La Villa Romana di Barricelle, frazione di Marsicovetere, è stata inserita nel programma delle Giornate FAI di Primavera previste per le giornate del 15 e 16 maggio prossimo, organizzate ogni anno dal Fondo Ambiente Italiano. Villa Romana è stata rinvenuta in località Barricelle, che in una prima fase appartenne alla ricca famiglia lucana dei Bruttii Praesentes, a cui apparteneva la moglie dell’imperatore Commodo, Bruttia Crispina. Una villa rustica con una tipologia assimilabile al tipo delle abitazioni di campagna appartenenti alle famiglie aristocratiche, edificate per controllare e gestire le vaste proprietà fondiarie, con una duplice funzione, residenziale e produttiva. Le numerose tegole con bollo rinvenute attestano che uno dei proprietari del latifondo fu CaiusBruttius Praesens.
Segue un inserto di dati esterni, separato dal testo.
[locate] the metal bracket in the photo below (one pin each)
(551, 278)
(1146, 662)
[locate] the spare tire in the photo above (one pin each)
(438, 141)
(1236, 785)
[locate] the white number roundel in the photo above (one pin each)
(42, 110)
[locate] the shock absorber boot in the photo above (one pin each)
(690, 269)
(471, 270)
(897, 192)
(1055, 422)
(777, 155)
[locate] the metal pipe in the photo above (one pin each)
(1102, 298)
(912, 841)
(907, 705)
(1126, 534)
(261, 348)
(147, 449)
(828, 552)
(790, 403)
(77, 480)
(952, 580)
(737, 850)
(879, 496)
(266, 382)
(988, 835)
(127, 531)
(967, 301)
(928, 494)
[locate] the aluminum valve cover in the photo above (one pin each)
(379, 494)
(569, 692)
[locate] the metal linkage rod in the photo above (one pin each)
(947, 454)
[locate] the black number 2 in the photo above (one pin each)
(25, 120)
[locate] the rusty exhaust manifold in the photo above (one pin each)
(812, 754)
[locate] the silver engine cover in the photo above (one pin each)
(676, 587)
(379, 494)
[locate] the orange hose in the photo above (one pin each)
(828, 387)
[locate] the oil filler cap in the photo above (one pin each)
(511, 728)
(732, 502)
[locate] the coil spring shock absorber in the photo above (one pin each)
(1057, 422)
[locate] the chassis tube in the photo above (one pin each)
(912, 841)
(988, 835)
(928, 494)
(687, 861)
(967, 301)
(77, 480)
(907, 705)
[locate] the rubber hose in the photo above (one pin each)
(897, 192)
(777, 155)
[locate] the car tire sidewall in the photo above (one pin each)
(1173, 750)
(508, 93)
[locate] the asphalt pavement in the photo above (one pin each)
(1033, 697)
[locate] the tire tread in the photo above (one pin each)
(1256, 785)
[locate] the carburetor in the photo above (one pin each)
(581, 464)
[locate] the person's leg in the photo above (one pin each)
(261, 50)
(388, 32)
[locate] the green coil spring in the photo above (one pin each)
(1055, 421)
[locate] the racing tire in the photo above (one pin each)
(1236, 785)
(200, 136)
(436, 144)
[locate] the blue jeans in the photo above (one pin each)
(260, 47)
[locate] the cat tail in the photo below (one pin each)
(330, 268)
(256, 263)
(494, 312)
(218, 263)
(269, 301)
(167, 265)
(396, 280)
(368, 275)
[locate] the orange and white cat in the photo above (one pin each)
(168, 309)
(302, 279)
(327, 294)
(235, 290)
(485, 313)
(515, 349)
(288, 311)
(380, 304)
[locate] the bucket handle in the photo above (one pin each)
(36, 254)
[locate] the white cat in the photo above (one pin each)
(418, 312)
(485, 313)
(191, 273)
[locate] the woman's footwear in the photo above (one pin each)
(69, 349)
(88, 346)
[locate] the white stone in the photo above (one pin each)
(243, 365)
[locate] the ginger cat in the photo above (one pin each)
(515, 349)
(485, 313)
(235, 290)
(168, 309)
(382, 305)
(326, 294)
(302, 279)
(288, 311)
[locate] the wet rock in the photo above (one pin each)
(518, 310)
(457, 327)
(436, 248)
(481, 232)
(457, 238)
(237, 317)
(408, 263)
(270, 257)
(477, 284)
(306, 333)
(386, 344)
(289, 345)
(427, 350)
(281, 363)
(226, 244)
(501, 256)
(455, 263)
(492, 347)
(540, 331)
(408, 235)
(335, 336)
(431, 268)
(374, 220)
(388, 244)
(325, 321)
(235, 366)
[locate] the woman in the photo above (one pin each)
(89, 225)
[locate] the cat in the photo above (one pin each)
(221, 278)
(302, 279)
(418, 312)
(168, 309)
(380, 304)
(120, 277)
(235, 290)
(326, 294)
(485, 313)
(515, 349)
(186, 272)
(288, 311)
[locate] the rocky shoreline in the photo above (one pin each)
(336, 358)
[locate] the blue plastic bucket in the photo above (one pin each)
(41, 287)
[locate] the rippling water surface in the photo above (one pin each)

A partire dal marzo del 2006, la Soprintendenza di Basilicata, durante attività di archeologia preventiva ai lavori ENI di posa in opera di condotte di collegamento con i pozzi petroliferi del Centro Oli di Viggiano, scoprì il sito archeologico. I lavori di scavo stratigrafico - che si sono susseguiti fino al 2017 - hanno portato alla luce un impianto le cui fasi principali si datano tra il I e il III secolo d.C. La scelta da parte del Fai è un risultato non solo storico ma anche culturale tenuto conto che l’intera Valle dell’Agri è interessata da beni archeologici di estremo pregio, gravitanti attorno alla città romana di Grumentum, sede di un museo nazionale e di un parco archeologico gestiti dal Ministero della Cultura.

 

Risultato importante che ha generato molta soddisfazione da parte del sindaco di Marsicovetere Zipparri: “con la mia Amministrazione intendiamo puntare sulla cultura e sul turismo quali asset di sviluppo non solo per il comune di Marsicovetere, bensì per l’intera Val d’Agri. La Val d’Agri è un’area ricca di beni storici, culturali e archeologici”. Un territorio che da tempo ha punta la propria attenzione sulle risorse paesaggistiche e naturalistiche di grande importanza. “Dobbiamo puntare su di esse per costruire forme di sviluppo sostenibili – ha sottolineato Marco Zipparri, sindaco di Marsicovetere - a sostegno del tessuto commerciale già esistente e per stimolare nuove attività imprenditoriali”. Essere protagonisti di eventi nazionali, come le Giornate FAI di Primavera, è fondamentale per promuovere patrimonio archeologico e stimolare le visite da parte del target interessato alla cultura. “Sicuramente è importante – ha concluso Marco Zipparri – per questo voglio ringraziare la Soprintendenza Archeologia, Belle Arti e Paesaggio della Basilicata, che ha favorevolmente accolto e patrocinato la realizzazione dell’evento, e l’ingegner Antonio Votta e l’archeologa Raffaella Milano per l’impegno profuso a favore della candidatura al FAI della Villa Romana di Barricelle e dell’organizzazione dell’iniziativa”.